Houston Chronicle reporter Jenny Deam last year wrote an in-depth story about how a mill is closing in a Texas town cost people not only their livelihood but also their health coverage. Because the mill was so crucial to Cuero’s economy, that closure had ripple effects that overshadowed the beleaguered community.
Deam’s Aug. 8, 2016, story, “No job. No insurance. No chance at ‘Obamacare.’ No safety net in Texas. Welcome to Cuero,” is a sharp reminder that many of the uninsured are hard-working people – or at least they would be if the mill had not closed and left them without work and insurance.
Deam has written a “How I Did It’ story for AHCJ about how she uncovered the story. The project enabled her to provide an example of how the politics of the Affordable Care Act had made it impossible for unemployed mill workers in a “bright red corner of a red state” to obtain affordable coverage.

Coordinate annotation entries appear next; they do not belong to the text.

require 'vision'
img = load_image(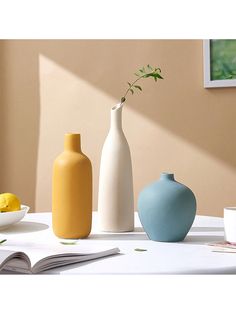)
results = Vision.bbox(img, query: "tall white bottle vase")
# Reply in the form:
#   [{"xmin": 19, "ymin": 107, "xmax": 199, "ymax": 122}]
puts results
[{"xmin": 98, "ymin": 104, "xmax": 134, "ymax": 232}]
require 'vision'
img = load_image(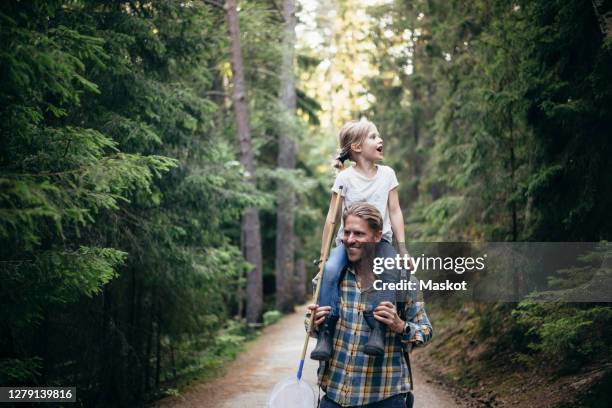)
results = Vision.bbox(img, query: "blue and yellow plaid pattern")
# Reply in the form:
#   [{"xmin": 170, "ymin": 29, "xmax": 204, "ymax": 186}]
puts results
[{"xmin": 308, "ymin": 266, "xmax": 433, "ymax": 406}]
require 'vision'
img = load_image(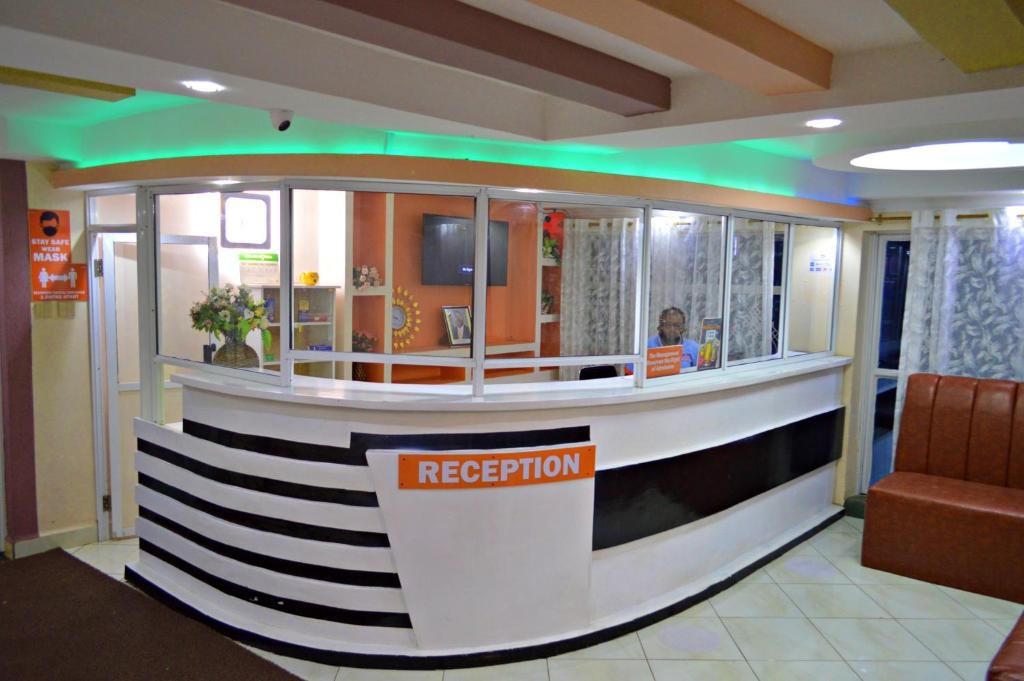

Texas, which has very low Medicaid eligibility rules, had opted out of Medicaid expansion enabled by the ACA. Because of this, most of the newly unemployed people in Cuero fell in a gap: not poor enough for Medicaid but unable to buy even unsubsidized coverage on an exchange where the competition had been whittled down to a single insurer. Moreover, Obamacare outreach never came to this remote community in conservative Texas, so even those potentially eligible for subsidized coverage were left in the dark.
Deam’s article draws us into how she stumbled on the story (and recognized it immediately) when she was researching another story altogether. It’s a compelling tale, especially given that some Republican-led states with Medicaid expansion have long wanted to create a work requirement for many recipients. This is a requirement that the Obama administration barred, but the Trump administration may allow as part of an eventual Obamacare repeal-and-replace package.